Les choses s’étaient améliorées après quelques épisodes. Cela avait été mon premier pas vers elle. J’avais appris à l’apprécier. Il fallait dire que cette anglaise était loin d’être une sorcière ou un vilain personnage des contes de fées. Si elle avait eu un rôle, elle aurait certainement eut le rôle d’une princesse.
Certains ont apporté des cadeaux. Moi aussi j’avais décidé d’en prendre un pour eux. J’ai cherché pendant un long moment ce que je pouvais leur offrir à tous les deux. Au début j’avais pensé à donner un bijoux de famille. Toutefois, j’imaginais mal Bartel le porter, ses collègues se seraient fichus de lui. Ensuite, j’avais pensé à des sets de table, de la décoration. Rien ne me plaisait exactement. De plus, il avaient déjà le nécessaire. Je voulais quelque chose qui leur soit utile.
Un jour, je fis la rencontre d’un animal très mignon. Une toute petite bestiole marron foncée. Je le trouvais tellement beau. Au début, j’avais hésité à le prendre, peut-être que sa mère était dans les parages. Finalement, j’avais attendu toute l’après-midi durant. Enfin, je l’avais emmené jusqu’à la maison et je l’avais caché. Maman n’aurait probablement pas été de cet avis. Les bêtes il paraît que c’est sale et que ça ramène les maladies. N’importe quoi. Comme si cette si jolie bête allait me ramener quoique ce soit de méchant !
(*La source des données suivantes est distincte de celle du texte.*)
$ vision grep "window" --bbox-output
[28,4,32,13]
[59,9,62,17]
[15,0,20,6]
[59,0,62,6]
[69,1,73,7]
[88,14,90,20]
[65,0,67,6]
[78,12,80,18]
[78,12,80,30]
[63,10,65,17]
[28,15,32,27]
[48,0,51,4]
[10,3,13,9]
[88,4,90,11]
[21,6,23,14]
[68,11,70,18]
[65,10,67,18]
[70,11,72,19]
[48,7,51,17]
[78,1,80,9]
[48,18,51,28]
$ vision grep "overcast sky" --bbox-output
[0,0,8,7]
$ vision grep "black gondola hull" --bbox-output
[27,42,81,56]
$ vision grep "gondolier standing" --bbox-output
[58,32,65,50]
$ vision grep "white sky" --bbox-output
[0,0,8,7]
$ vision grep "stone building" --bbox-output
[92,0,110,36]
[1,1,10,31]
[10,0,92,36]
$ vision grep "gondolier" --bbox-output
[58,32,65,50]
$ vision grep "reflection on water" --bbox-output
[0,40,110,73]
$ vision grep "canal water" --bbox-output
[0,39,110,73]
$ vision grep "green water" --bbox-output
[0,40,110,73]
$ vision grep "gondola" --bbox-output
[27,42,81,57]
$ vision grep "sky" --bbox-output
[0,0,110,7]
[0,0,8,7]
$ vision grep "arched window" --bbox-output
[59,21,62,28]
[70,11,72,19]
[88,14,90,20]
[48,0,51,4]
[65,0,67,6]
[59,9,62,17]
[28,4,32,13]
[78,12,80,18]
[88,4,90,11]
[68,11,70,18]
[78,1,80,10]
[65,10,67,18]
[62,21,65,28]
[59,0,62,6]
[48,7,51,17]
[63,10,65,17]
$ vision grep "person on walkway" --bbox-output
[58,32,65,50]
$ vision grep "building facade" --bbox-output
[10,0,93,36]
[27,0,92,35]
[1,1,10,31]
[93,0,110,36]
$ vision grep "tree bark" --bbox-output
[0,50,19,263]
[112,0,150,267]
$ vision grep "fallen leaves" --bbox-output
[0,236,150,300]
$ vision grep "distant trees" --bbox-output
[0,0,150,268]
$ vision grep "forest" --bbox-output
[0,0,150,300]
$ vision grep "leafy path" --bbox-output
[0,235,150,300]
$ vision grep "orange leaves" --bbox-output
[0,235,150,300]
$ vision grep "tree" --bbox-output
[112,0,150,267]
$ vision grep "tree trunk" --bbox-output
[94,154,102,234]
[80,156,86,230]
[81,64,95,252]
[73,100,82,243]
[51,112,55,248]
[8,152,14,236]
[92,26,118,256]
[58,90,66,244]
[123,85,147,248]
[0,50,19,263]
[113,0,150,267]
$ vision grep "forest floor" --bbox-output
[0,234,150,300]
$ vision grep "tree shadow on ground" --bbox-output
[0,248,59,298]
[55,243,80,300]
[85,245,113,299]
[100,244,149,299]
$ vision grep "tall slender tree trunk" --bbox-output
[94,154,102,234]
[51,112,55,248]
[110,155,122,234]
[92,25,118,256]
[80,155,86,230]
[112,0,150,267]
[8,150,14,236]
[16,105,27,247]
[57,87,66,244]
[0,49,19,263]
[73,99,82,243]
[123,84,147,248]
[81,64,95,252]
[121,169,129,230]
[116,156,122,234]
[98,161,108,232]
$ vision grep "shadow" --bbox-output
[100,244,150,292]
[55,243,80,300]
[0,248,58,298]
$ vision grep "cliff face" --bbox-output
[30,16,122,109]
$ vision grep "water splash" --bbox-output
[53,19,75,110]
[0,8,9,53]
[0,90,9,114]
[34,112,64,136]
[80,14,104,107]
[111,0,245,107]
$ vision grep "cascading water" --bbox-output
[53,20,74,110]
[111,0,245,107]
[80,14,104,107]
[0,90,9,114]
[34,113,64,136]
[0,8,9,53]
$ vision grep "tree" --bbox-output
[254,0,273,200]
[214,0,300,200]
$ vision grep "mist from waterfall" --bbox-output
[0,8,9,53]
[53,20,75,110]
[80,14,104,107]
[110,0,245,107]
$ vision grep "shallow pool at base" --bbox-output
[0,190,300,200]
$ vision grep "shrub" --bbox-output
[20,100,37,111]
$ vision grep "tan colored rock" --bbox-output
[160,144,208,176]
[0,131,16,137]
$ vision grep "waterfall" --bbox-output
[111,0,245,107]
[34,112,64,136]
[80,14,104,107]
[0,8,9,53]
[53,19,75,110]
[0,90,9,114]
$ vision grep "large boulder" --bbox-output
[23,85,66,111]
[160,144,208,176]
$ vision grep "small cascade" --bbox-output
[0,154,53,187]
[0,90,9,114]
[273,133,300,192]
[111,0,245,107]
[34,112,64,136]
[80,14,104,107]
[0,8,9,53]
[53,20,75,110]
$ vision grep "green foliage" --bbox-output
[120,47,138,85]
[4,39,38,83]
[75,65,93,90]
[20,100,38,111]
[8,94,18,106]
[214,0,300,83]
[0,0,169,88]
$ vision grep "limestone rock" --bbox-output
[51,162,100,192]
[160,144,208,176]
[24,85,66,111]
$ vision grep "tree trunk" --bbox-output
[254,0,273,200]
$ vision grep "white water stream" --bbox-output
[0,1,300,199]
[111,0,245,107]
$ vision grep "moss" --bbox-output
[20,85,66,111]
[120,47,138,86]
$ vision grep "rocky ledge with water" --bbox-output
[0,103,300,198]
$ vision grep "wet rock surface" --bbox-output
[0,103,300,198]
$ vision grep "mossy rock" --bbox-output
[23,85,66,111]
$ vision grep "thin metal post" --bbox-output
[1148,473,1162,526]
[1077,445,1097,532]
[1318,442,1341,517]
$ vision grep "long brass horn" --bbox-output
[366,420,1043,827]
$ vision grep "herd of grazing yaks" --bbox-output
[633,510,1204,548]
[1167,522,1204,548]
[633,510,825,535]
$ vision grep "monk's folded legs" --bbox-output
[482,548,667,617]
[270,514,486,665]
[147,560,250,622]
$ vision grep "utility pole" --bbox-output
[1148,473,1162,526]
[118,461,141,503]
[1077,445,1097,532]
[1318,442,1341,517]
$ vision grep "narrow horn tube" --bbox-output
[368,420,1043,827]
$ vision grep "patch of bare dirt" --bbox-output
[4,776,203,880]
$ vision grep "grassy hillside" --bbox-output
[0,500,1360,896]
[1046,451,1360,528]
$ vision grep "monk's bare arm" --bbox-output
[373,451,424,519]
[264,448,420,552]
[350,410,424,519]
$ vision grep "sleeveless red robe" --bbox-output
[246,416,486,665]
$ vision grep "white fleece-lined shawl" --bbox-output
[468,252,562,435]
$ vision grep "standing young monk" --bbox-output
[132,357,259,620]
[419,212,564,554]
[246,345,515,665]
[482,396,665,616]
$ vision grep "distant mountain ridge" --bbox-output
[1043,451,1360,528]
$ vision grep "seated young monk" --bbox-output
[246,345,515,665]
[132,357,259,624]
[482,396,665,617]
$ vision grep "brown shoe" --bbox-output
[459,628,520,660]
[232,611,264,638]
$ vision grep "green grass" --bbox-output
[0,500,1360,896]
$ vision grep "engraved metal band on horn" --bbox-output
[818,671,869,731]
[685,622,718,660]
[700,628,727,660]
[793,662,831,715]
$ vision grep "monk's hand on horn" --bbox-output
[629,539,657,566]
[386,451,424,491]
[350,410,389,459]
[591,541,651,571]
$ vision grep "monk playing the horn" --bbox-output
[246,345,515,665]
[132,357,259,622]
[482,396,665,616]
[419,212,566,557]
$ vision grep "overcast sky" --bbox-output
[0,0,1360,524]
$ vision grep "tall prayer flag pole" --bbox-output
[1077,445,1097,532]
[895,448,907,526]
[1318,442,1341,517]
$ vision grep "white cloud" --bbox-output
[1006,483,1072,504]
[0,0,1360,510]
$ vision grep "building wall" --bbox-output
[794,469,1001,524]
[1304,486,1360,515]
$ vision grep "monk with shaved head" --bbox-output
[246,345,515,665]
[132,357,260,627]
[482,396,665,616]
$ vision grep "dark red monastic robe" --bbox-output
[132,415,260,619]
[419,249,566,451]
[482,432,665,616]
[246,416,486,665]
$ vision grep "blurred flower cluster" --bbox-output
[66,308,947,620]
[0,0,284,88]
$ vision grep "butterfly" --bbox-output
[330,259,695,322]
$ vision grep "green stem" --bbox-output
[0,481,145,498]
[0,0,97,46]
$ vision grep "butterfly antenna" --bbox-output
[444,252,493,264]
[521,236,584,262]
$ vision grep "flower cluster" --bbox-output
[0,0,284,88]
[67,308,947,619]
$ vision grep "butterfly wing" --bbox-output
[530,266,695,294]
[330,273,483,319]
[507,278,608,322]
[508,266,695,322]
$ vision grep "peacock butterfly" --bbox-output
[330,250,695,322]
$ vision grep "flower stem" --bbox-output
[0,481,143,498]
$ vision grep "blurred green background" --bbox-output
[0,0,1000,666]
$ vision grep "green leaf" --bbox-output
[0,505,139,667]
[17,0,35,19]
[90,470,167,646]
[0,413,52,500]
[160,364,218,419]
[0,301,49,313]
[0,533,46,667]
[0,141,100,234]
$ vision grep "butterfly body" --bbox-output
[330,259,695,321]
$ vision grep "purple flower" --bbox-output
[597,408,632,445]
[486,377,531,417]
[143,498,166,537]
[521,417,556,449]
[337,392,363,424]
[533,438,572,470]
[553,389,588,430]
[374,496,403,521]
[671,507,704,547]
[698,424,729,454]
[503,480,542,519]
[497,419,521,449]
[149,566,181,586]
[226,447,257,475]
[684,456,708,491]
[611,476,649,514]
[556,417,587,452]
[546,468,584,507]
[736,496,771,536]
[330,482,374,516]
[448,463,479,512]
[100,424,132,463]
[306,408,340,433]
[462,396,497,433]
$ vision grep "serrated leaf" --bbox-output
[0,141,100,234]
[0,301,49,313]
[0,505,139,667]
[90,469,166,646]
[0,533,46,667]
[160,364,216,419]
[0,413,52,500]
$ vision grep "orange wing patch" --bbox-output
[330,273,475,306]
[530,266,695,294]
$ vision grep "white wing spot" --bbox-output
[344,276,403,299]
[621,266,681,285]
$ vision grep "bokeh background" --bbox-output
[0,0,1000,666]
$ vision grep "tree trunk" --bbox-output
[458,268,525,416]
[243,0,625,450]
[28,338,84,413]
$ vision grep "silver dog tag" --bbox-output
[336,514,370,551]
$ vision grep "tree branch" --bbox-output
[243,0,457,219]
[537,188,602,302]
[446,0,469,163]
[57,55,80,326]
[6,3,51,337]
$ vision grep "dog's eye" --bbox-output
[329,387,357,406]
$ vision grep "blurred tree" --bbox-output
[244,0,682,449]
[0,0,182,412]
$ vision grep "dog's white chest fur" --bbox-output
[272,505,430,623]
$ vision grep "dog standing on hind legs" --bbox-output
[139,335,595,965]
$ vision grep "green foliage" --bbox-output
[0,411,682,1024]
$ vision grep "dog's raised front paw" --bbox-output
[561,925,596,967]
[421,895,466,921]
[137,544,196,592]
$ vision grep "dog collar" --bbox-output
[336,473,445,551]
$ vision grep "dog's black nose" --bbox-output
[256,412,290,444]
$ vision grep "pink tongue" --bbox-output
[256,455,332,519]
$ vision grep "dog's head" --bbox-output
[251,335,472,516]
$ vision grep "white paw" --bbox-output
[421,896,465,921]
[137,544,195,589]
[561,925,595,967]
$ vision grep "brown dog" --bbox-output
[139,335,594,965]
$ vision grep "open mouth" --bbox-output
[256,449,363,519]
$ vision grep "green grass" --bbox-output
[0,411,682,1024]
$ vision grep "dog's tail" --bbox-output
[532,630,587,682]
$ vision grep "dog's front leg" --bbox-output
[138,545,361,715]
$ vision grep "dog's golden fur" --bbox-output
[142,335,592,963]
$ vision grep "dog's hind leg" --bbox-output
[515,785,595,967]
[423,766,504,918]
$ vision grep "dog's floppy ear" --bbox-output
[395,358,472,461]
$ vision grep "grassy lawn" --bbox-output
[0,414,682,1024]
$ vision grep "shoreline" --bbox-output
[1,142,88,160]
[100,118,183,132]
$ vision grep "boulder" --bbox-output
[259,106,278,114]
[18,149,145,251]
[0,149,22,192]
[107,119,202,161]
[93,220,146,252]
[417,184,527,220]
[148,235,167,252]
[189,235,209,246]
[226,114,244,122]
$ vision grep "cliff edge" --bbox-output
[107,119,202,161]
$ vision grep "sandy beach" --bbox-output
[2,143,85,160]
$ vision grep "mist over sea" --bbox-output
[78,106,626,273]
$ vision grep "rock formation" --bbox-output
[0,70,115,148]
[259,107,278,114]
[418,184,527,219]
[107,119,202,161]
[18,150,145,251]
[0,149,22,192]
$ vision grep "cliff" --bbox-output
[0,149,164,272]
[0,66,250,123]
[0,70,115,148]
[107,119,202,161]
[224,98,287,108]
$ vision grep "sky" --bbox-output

Il faut tout de même avouer que l’animal ; je ne sais pas l’espèce, un bâtard de chien j’imagine ; était un peu mordeur. J’ai usé de talent et de ruse pour l’éduquer et lui prodiguer des soins multiples. Toujours en cachant l’animal. Ce fut dur et long mais j’y suis arrivée. L’animal avait peu après arrêté de me mordre et de griffer par la même occasion. Chose assez étonnante, ça mangeait un peu de tout : du lait, des œufs, du lapin, du poulet,… Au moins je n’avais pas à me prendre trop la tête là-dessus.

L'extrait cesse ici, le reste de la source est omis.